I have two webshpere apps

(installed on two separate profiles, and both the ports and context roots are different)

Scenario

  • When logging into app1, users get a JSESSIONID cookie X
  • When logging into app2 in another browser tab (IE8) user gets a JESSSIONID cookie Y

Problem

  • When logging into app2, the JSESSIONID cookie value Y overwrites the value X, thus invalidation the session of app1 (user is thrown back to login page if they do anything)

Question

  • Is that the default behavior? it looks weird that two web apps can share a JSESSIONID cookie
  • Is there a way to configure the two web apps to have JSESSIONID cookie isolation?

Best Answer

Those two apps are unaware of each other since they're in separate profiles. So I expect the second one sees a session ID it doesn't recognize, assumes it's an expired one, and creates a new one.
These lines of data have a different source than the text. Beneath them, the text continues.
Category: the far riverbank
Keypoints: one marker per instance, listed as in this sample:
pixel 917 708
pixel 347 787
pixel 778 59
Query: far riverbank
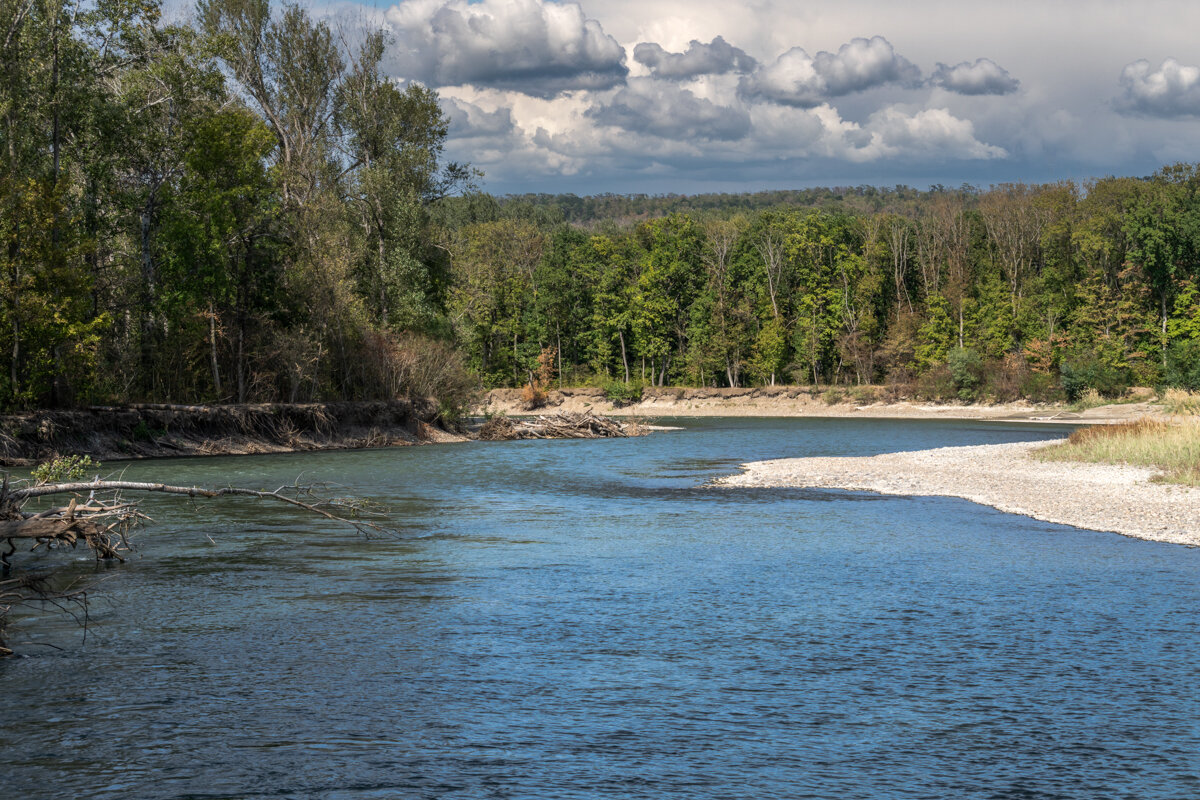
pixel 802 401
pixel 1097 497
pixel 165 431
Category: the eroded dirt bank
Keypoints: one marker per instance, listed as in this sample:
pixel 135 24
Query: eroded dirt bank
pixel 156 431
pixel 797 401
pixel 1097 497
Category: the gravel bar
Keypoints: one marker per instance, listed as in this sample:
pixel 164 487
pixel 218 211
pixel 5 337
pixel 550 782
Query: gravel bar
pixel 1096 497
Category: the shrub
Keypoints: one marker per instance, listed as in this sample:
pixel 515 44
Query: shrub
pixel 863 395
pixel 63 469
pixel 833 396
pixel 1041 388
pixel 1090 371
pixel 966 371
pixel 621 394
pixel 936 384
pixel 532 397
pixel 1007 377
pixel 1183 366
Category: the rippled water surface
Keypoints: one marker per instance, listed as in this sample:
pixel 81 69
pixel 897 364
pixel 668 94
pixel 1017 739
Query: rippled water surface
pixel 585 619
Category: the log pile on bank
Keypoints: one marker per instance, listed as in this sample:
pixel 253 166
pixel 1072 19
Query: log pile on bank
pixel 557 426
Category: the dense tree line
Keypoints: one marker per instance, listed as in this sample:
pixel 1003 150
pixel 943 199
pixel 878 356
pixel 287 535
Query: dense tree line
pixel 246 208
pixel 234 209
pixel 1015 290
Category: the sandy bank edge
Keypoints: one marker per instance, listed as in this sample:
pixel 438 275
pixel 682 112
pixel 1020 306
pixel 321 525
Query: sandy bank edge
pixel 1095 497
pixel 798 402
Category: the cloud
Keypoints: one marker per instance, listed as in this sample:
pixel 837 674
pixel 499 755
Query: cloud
pixel 928 136
pixel 534 47
pixel 1170 91
pixel 798 79
pixel 666 110
pixel 715 58
pixel 469 121
pixel 933 132
pixel 984 77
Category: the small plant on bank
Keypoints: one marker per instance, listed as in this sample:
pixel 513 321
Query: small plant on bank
pixel 63 469
pixel 966 371
pixel 1086 400
pixel 621 394
pixel 1171 447
pixel 833 396
pixel 533 395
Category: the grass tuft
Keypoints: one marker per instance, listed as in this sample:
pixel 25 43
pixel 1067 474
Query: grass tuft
pixel 1170 446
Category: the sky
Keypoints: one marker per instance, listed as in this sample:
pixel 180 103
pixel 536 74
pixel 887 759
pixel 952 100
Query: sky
pixel 685 96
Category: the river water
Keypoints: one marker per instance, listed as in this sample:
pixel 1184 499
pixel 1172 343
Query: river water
pixel 586 619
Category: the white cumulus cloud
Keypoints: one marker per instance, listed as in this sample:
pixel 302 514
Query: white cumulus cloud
pixel 534 47
pixel 715 58
pixel 666 110
pixel 984 77
pixel 1173 90
pixel 798 79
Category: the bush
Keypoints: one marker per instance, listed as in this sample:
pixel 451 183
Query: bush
pixel 1041 388
pixel 936 384
pixel 966 371
pixel 621 394
pixel 1183 366
pixel 419 367
pixel 532 397
pixel 833 396
pixel 64 469
pixel 863 395
pixel 1090 371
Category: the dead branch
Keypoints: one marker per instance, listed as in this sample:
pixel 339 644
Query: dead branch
pixel 99 516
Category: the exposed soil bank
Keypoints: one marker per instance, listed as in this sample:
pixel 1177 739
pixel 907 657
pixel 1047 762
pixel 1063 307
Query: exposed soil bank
pixel 797 401
pixel 155 431
pixel 1097 497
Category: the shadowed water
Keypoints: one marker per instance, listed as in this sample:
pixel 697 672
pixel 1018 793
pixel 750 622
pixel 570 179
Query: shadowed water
pixel 585 619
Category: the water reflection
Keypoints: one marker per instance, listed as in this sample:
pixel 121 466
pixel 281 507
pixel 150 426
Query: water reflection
pixel 586 619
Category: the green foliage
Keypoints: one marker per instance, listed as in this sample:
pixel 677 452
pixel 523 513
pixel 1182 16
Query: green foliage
pixel 1183 365
pixel 967 372
pixel 250 209
pixel 622 394
pixel 1093 371
pixel 64 469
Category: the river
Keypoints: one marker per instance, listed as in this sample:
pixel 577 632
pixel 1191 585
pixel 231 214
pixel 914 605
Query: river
pixel 586 619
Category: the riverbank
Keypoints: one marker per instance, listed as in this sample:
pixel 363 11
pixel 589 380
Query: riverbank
pixel 160 431
pixel 803 401
pixel 1097 497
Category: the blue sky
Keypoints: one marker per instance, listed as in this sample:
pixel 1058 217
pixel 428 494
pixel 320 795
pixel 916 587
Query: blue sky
pixel 687 96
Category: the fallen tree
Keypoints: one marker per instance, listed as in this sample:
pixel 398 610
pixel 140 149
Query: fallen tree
pixel 99 516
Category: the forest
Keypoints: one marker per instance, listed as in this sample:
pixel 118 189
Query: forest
pixel 246 208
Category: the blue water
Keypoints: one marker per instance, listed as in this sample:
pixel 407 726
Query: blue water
pixel 586 619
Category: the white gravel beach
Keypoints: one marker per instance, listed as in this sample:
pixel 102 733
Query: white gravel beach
pixel 1096 497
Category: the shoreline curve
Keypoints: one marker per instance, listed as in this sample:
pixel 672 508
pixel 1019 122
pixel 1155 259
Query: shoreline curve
pixel 1113 498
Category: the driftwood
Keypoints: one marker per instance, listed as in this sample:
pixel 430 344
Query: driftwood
pixel 557 426
pixel 99 516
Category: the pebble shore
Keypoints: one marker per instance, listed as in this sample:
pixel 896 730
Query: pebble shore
pixel 1096 497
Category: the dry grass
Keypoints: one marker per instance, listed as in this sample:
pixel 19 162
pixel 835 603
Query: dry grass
pixel 1170 446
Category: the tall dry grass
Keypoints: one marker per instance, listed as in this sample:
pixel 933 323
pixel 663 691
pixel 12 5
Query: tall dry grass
pixel 1173 446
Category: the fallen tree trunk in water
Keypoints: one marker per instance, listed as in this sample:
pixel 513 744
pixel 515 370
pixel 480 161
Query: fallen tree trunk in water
pixel 100 518
pixel 558 426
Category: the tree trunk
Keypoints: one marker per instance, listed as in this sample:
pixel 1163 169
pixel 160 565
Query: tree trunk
pixel 213 349
pixel 624 356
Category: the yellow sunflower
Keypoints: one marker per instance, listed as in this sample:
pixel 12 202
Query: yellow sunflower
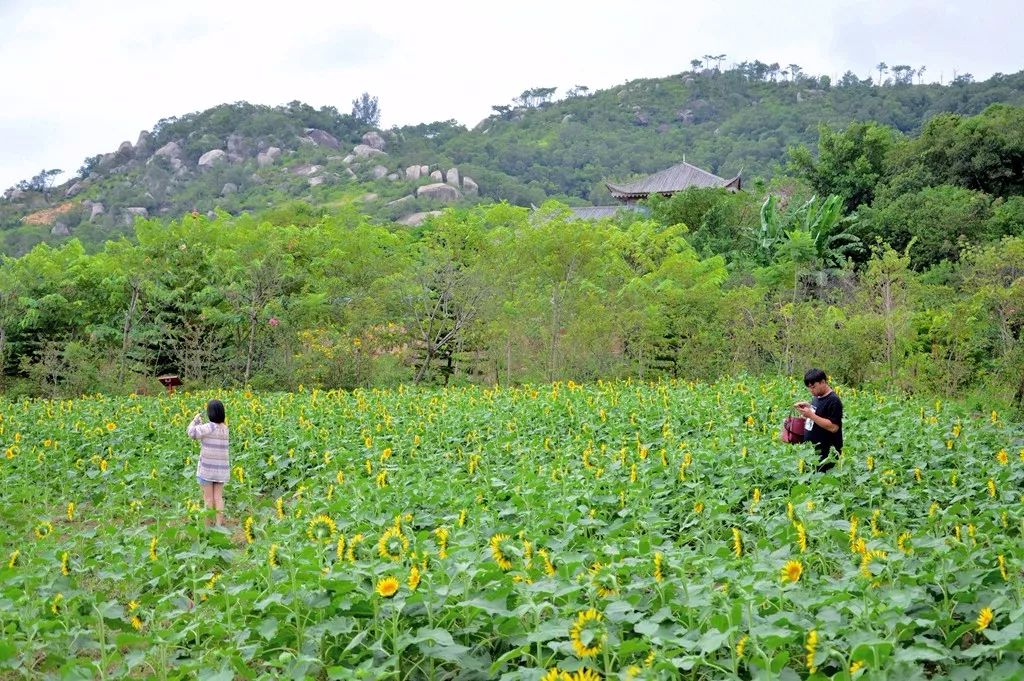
pixel 603 580
pixel 414 578
pixel 792 570
pixel 43 528
pixel 393 544
pixel 387 587
pixel 499 553
pixel 322 529
pixel 588 634
pixel 984 618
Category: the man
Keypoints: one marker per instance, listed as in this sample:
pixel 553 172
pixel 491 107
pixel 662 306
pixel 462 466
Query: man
pixel 824 418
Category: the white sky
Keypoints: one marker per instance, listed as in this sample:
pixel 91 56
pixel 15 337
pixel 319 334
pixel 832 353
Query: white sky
pixel 77 78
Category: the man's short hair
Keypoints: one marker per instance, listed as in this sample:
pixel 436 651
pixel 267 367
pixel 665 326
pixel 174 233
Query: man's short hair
pixel 813 376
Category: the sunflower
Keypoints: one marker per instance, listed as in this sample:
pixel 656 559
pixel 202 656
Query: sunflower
pixel 352 543
pixel 792 570
pixel 549 567
pixel 811 646
pixel 499 553
pixel 322 529
pixel 588 634
pixel 442 536
pixel 984 618
pixel 43 528
pixel 801 537
pixel 604 580
pixel 393 544
pixel 387 587
pixel 271 556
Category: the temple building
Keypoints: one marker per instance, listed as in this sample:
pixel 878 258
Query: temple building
pixel 666 182
pixel 669 181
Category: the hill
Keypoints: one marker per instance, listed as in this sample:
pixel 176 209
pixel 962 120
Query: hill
pixel 243 157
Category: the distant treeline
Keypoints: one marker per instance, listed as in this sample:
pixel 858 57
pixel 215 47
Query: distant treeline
pixel 499 294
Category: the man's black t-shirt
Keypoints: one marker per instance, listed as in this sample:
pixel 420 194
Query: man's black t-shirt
pixel 829 407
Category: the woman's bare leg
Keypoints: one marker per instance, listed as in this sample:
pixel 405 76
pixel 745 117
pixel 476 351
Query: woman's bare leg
pixel 209 499
pixel 218 501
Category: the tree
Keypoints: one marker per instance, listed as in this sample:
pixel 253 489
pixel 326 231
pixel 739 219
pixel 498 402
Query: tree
pixel 41 182
pixel 850 163
pixel 366 110
pixel 902 74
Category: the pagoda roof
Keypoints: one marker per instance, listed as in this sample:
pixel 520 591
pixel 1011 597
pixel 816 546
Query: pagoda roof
pixel 670 180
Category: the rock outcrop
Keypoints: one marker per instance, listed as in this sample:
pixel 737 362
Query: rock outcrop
pixel 374 139
pixel 212 158
pixel 268 158
pixel 322 137
pixel 364 151
pixel 439 192
pixel 417 218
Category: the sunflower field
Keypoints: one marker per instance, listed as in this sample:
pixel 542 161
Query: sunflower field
pixel 565 533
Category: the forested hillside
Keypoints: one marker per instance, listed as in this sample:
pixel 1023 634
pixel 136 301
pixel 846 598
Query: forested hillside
pixel 737 121
pixel 889 249
pixel 242 157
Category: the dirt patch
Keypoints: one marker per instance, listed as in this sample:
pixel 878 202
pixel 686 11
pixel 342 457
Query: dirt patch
pixel 48 215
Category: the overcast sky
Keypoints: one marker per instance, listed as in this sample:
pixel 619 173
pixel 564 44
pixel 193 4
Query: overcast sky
pixel 79 78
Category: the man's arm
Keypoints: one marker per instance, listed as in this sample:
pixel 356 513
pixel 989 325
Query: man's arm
pixel 819 421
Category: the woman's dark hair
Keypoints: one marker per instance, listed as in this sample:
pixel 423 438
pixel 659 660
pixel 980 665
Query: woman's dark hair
pixel 813 376
pixel 215 411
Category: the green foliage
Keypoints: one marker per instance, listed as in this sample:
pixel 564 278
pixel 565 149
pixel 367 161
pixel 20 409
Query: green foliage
pixel 940 221
pixel 562 526
pixel 501 294
pixel 850 163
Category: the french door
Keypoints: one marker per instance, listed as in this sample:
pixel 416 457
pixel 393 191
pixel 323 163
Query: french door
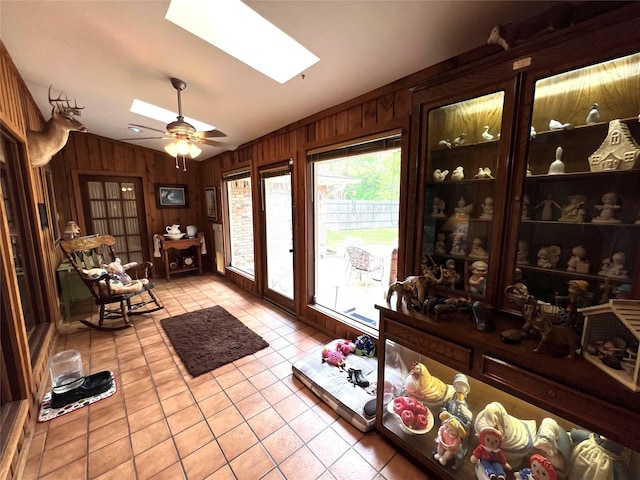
pixel 115 206
pixel 277 221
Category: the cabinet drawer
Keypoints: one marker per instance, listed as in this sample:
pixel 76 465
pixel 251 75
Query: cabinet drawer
pixel 441 350
pixel 606 418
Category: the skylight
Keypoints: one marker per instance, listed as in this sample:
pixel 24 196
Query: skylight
pixel 164 115
pixel 239 31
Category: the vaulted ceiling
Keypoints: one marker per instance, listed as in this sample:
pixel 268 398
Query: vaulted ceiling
pixel 107 53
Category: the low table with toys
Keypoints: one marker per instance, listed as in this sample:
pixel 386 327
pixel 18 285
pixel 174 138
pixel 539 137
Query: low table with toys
pixel 344 378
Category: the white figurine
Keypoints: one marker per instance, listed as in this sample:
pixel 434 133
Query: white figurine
pixel 573 211
pixel 557 166
pixel 577 263
pixel 439 247
pixel 459 140
pixel 486 135
pixel 438 208
pixel 458 174
pixel 607 209
pixel 614 267
pixel 477 249
pixel 440 175
pixel 548 256
pixel 483 173
pixel 547 210
pixel 487 209
pixel 444 143
pixel 594 115
pixel 523 253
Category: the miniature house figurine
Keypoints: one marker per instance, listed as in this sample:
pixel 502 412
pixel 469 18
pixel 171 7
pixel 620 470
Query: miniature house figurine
pixel 619 150
pixel 616 323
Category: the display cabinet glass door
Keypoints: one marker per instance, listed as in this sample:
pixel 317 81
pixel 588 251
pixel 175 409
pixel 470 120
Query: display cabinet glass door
pixel 460 190
pixel 579 236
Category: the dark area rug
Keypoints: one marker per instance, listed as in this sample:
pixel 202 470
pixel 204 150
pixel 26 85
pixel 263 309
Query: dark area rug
pixel 210 338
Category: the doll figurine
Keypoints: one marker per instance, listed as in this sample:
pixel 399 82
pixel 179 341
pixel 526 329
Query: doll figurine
pixel 449 439
pixel 488 456
pixel 478 278
pixel 541 469
pixel 517 435
pixel 607 209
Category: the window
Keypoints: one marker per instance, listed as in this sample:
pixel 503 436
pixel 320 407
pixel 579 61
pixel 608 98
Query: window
pixel 356 214
pixel 238 189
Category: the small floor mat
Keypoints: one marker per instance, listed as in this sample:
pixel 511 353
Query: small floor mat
pixel 48 413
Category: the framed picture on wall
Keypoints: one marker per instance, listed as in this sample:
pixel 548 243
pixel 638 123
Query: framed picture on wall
pixel 171 195
pixel 212 204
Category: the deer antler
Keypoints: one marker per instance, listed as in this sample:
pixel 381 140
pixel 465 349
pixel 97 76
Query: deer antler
pixel 64 104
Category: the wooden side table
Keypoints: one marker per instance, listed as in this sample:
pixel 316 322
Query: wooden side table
pixel 193 244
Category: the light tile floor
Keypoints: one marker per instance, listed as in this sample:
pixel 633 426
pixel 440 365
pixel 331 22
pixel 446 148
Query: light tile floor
pixel 247 420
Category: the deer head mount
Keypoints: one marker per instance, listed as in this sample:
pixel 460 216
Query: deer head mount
pixel 42 146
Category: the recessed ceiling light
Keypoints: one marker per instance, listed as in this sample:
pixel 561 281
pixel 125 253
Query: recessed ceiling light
pixel 164 115
pixel 238 30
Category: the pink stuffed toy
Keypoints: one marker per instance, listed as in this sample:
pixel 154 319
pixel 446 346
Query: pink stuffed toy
pixel 345 347
pixel 333 357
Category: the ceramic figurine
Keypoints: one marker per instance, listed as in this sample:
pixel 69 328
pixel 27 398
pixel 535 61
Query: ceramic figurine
pixel 439 246
pixel 488 457
pixel 486 135
pixel 478 278
pixel 430 390
pixel 483 172
pixel 594 115
pixel 595 457
pixel 548 256
pixel 574 210
pixel 459 140
pixel 525 207
pixel 438 208
pixel 487 209
pixel 457 247
pixel 463 208
pixel 458 174
pixel 557 166
pixel 523 253
pixel 517 434
pixel 540 469
pixel 577 263
pixel 614 267
pixel 477 249
pixel 554 442
pixel 449 275
pixel 556 125
pixel 440 175
pixel 607 209
pixel 547 210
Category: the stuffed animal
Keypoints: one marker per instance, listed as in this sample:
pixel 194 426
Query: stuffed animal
pixel 333 357
pixel 345 347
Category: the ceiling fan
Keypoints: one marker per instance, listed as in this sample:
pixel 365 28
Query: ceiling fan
pixel 184 135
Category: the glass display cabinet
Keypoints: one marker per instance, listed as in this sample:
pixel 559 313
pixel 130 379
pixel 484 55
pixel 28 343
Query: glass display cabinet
pixel 460 190
pixel 579 235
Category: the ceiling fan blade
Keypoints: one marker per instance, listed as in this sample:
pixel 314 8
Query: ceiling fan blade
pixel 215 133
pixel 147 128
pixel 146 138
pixel 213 143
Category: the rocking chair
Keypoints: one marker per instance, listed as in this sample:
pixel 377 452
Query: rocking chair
pixel 89 256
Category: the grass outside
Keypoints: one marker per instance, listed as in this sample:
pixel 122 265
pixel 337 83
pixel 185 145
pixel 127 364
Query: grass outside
pixel 371 236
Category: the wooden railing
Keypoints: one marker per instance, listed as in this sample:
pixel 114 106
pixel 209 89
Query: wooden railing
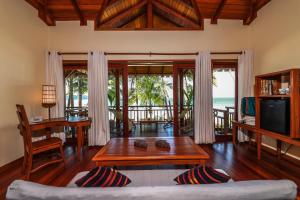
pixel 222 118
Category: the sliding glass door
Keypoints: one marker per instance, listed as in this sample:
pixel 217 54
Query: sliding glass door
pixel 118 99
pixel 183 79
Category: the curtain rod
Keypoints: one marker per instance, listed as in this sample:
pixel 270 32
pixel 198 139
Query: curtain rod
pixel 153 53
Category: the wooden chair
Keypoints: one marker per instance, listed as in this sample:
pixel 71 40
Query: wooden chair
pixel 33 148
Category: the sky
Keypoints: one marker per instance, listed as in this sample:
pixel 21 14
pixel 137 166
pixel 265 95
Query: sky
pixel 225 84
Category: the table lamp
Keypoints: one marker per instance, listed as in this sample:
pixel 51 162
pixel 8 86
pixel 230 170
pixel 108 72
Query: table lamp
pixel 48 97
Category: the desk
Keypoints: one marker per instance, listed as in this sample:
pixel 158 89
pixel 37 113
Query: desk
pixel 77 122
pixel 258 137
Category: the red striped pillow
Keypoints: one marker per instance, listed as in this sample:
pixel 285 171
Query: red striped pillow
pixel 201 175
pixel 103 177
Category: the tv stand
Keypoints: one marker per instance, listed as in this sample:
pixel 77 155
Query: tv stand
pixel 258 137
pixel 269 86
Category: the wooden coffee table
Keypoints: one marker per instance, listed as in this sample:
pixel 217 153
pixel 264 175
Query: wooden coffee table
pixel 122 152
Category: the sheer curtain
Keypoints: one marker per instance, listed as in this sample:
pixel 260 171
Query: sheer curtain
pixel 204 120
pixel 245 83
pixel 54 76
pixel 98 105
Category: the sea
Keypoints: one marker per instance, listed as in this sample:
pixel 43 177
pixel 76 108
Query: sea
pixel 218 103
pixel 222 102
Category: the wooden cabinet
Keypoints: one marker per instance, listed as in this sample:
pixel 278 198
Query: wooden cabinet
pixel 280 85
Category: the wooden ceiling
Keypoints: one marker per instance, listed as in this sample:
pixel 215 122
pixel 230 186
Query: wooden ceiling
pixel 147 14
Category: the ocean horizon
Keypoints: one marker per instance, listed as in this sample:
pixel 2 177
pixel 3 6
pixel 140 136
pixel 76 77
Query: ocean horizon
pixel 222 102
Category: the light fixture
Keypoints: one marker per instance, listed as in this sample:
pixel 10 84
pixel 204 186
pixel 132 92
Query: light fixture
pixel 48 97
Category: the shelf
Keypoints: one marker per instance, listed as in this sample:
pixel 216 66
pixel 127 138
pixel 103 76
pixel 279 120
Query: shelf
pixel 275 96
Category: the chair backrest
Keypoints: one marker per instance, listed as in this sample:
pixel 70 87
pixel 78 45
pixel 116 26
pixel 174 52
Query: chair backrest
pixel 24 127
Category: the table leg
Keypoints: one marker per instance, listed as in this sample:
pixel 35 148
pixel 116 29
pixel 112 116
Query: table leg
pixel 258 145
pixel 234 135
pixel 80 139
pixel 140 127
pixel 279 149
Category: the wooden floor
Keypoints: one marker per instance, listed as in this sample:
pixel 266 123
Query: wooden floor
pixel 240 165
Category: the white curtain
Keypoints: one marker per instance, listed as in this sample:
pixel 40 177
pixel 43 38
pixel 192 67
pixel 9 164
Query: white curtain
pixel 204 120
pixel 54 76
pixel 98 106
pixel 245 83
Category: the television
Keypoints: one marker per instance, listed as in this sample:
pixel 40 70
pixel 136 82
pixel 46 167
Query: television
pixel 275 115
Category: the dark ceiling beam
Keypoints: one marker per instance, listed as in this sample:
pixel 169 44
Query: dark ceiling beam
pixel 83 21
pixel 214 19
pixel 149 14
pixel 262 3
pixel 100 13
pixel 126 20
pixel 116 21
pixel 252 12
pixel 198 13
pixel 44 13
pixel 175 17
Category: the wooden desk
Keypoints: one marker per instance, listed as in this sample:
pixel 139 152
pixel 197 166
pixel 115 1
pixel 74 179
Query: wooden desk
pixel 236 125
pixel 77 122
pixel 122 152
pixel 258 137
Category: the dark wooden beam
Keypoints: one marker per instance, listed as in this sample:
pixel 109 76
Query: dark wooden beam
pixel 75 5
pixel 198 13
pixel 118 20
pixel 174 16
pixel 214 19
pixel 262 3
pixel 44 13
pixel 149 14
pixel 100 13
pixel 252 12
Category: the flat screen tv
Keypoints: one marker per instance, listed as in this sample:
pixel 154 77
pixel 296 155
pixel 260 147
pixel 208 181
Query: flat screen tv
pixel 275 115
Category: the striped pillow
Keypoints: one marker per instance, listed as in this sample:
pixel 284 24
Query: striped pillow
pixel 201 175
pixel 103 177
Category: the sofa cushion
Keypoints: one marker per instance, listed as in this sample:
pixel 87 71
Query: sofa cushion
pixel 139 178
pixel 103 177
pixel 201 175
pixel 246 190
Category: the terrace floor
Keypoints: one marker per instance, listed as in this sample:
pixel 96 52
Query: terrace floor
pixel 150 131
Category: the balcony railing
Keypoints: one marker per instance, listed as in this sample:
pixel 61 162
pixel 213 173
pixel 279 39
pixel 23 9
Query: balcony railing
pixel 223 120
pixel 164 114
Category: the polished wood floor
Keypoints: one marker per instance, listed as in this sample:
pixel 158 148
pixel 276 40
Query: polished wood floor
pixel 240 165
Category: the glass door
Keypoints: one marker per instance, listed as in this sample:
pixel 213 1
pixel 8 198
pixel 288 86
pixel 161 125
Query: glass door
pixel 118 99
pixel 183 80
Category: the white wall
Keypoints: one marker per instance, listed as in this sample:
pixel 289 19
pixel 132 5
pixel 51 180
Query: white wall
pixel 275 38
pixel 226 36
pixel 23 38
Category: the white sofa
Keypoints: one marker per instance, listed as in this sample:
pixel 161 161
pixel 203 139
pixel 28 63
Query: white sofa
pixel 157 185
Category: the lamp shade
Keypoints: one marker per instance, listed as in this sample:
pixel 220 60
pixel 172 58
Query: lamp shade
pixel 48 95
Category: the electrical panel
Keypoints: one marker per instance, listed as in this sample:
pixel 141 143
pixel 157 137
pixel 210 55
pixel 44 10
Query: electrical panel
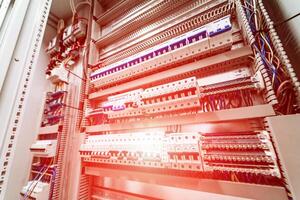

You can change one of the application's cookie name to something other than JSESSIONID or you can change its path so that it is only sent back for /app1 or /app2.

Either server-wide under Servers > Server name > Session Management > Enable Cookies or for the particular application(s) under Enterprise Applications > Application name > Session Management > Enable Cookies. If you choose the latter, you have to also check Override session management.